3) Page 65, édition Rivages : "Cela avait été une nuit assez ordinaire, pour l'hôtel Manton. Bascom se montra égal à lui-même : pas grand-chose à dire, revêche et râleur. Si Tolliver lui avait montré la lettre, il n'en avait rien laissé paraître."

édition Gallimard : "La nuit se passa comme d'habitude à l'hôtel Manton. Bascom se montra comme d'habitude, peu loquace, maussade et désagréable. Si Tolliver lui avait montré la lettre et si elle avait quelque importance pour lui, il n'en laissa rien voir."

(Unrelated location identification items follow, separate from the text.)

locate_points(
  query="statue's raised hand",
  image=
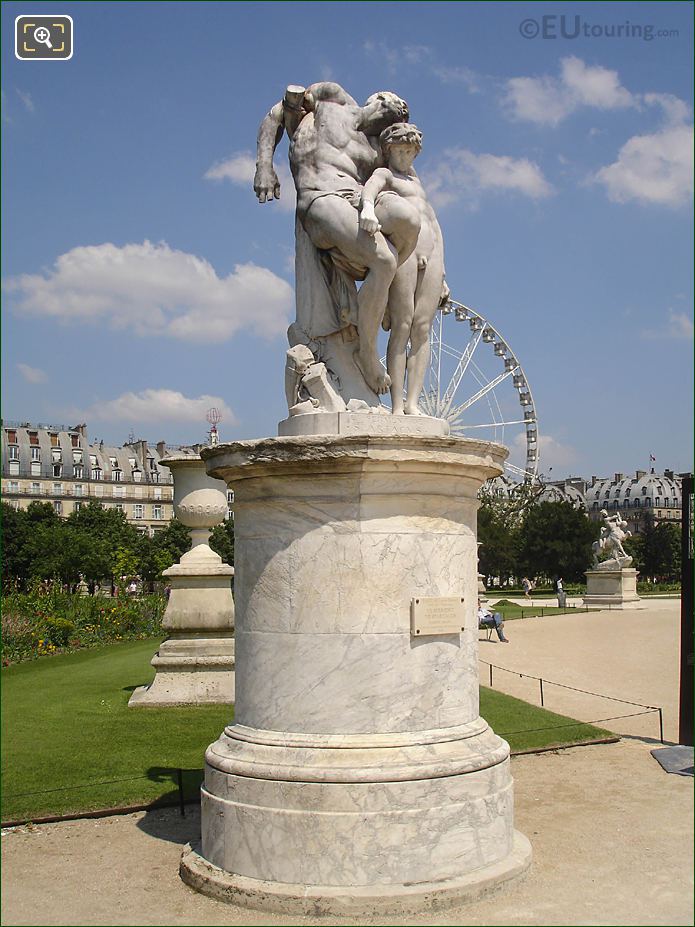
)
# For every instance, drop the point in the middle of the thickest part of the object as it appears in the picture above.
(266, 185)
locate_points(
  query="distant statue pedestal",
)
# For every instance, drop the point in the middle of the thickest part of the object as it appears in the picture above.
(195, 665)
(358, 778)
(610, 586)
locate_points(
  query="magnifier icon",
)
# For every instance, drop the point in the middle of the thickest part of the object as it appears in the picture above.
(42, 35)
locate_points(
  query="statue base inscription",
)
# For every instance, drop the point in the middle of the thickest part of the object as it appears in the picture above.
(611, 589)
(358, 776)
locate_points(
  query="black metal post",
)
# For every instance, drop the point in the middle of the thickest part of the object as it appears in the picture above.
(685, 714)
(179, 776)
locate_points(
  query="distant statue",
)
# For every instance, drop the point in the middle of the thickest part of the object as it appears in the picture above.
(334, 150)
(613, 533)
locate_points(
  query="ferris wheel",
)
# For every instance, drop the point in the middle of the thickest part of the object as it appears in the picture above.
(476, 383)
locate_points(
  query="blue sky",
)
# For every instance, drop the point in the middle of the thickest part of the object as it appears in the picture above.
(143, 283)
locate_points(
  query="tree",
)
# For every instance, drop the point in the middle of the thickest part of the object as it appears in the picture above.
(222, 540)
(555, 540)
(498, 544)
(656, 550)
(15, 557)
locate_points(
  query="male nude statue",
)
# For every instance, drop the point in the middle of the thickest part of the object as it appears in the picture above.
(333, 150)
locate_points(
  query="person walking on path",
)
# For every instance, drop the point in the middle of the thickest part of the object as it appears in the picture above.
(561, 594)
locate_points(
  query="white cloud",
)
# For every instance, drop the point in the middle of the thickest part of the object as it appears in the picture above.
(458, 75)
(32, 374)
(462, 174)
(26, 99)
(655, 168)
(677, 325)
(548, 100)
(155, 405)
(152, 289)
(240, 169)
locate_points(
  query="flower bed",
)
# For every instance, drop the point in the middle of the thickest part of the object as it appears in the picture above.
(48, 620)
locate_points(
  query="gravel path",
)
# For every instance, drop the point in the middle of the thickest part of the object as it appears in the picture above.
(612, 833)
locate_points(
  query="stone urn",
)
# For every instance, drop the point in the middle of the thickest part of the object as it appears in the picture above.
(195, 664)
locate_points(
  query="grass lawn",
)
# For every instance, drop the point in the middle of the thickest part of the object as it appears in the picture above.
(68, 733)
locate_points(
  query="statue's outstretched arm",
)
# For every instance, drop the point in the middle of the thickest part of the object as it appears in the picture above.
(266, 185)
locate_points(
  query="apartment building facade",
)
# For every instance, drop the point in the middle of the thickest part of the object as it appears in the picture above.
(57, 464)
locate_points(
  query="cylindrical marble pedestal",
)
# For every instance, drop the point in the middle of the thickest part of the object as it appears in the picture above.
(358, 776)
(612, 588)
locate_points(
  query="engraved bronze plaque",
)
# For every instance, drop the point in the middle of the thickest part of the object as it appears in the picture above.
(436, 615)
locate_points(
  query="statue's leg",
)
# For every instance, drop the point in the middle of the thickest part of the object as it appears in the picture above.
(401, 307)
(333, 223)
(427, 295)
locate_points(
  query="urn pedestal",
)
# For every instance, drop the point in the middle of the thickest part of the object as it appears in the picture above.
(195, 665)
(358, 777)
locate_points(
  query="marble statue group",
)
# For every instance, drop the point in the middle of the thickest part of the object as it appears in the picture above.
(357, 777)
(362, 216)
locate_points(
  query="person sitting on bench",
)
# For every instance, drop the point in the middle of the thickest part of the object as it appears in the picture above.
(488, 619)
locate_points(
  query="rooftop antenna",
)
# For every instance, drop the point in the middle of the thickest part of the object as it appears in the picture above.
(213, 416)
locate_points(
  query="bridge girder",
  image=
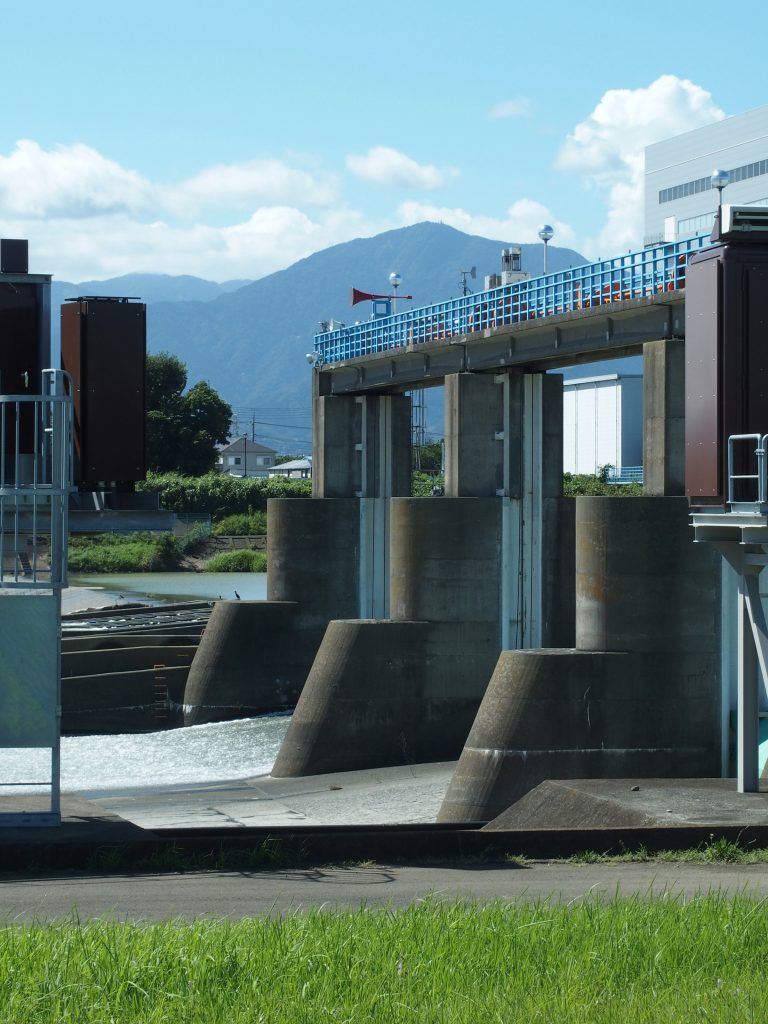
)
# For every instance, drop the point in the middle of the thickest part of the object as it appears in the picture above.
(609, 331)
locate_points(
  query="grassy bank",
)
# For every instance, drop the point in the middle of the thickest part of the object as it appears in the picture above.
(124, 553)
(154, 553)
(635, 961)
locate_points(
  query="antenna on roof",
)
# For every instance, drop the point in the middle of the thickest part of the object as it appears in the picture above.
(466, 290)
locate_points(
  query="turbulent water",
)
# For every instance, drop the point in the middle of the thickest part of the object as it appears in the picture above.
(177, 757)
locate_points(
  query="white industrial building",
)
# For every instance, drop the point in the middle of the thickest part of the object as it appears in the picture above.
(603, 423)
(680, 200)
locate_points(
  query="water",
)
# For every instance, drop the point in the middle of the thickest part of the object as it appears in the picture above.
(219, 752)
(93, 591)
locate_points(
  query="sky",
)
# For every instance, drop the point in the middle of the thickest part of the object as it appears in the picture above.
(229, 139)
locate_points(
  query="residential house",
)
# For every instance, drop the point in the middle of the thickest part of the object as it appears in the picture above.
(245, 458)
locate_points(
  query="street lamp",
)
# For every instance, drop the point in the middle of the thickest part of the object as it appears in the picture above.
(395, 281)
(545, 233)
(720, 179)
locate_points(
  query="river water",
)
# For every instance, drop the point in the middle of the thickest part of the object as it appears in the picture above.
(175, 757)
(158, 588)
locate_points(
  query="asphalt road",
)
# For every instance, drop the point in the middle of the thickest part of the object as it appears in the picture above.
(233, 895)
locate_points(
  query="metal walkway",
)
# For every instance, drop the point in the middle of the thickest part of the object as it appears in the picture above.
(640, 274)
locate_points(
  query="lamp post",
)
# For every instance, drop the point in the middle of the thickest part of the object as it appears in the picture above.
(720, 179)
(545, 233)
(395, 281)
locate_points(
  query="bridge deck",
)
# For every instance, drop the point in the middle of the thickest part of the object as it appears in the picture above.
(591, 311)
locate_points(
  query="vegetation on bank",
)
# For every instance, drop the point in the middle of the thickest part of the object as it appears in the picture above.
(153, 553)
(596, 484)
(625, 961)
(241, 524)
(238, 561)
(219, 495)
(238, 507)
(124, 553)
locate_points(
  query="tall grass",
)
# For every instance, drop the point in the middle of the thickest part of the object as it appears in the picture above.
(238, 561)
(660, 961)
(141, 552)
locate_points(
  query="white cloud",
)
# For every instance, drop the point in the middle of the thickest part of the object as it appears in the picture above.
(87, 217)
(521, 222)
(70, 180)
(607, 148)
(104, 247)
(520, 107)
(384, 166)
(250, 183)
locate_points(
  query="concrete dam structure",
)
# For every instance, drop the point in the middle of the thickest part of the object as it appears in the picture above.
(528, 635)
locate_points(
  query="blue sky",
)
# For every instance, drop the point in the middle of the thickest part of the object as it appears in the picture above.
(229, 139)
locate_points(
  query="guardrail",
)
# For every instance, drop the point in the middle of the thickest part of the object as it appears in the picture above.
(36, 479)
(636, 274)
(759, 478)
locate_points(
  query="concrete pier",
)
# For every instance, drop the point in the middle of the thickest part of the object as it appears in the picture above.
(364, 705)
(571, 714)
(249, 662)
(640, 696)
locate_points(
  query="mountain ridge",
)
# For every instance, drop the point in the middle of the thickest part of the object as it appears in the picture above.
(249, 341)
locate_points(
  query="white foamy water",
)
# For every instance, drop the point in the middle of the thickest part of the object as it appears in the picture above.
(153, 760)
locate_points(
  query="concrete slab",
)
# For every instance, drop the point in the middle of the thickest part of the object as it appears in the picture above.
(631, 803)
(80, 819)
(404, 795)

4) Page 97, édition Rivages : "Sa griserie dura jusqu'à ce qu'il rentre chez lui. Elle commença à décroître lorsqu'il gravit les marches de la maison décatie. Et après cinq minutes en compagnie de son père, elle avait complètement disparue. Dusty n'aurait pas pu dire pourquoi son père provoquait en lui un changement d'humeur si radical et si brutal. Peut-être, admit-il, abattu et se sentant un peu coupable, que ce n'était rien. M. Rhodes s'était fait à peu près présentable."

édition Gallimard : "Son exaltation dura jusqu'à la maison. Elle commença à décroître au fur et à mesure qu'il gravissait les marches de la vieille bicoque. Au bout de cinq minutes avec son ère, il n'en restait plus rien. Dusty aurait été bien incapable de dire comment son paternel avait pu provoquer un changement d'humeur aussi soudain que brutal. M. Rhodes s'était donné du mal pour se rendre présentable."

5) Page 159, édition Rivages : "L'arme de Tug claqua. Bascom tituba, en arrière, en se tenant la poitrine, et Tug tira à nouveau. Et encore. Le corps du réceptionniste tressauta. Lentement, il commença à se plier au niveau de la taille. Il s'affaissa de plus en plus, en se déchirant la poitrine, haletant et s'agrippant - un bruit de raclement terrible dans la gorge."

édition Gallimard : "Le revolver de Tug partit. Bascom porta les deux mains à la poitrine et vacilla en arrière. Tug fit feu encore puis une troisième fois ! Une secousse agita le corps du réceptionniste. Il se plia lentement en deux. Les mains crispées sur la poitrine, , il se mit à hoqueter et à laisser échapper un râle affreux."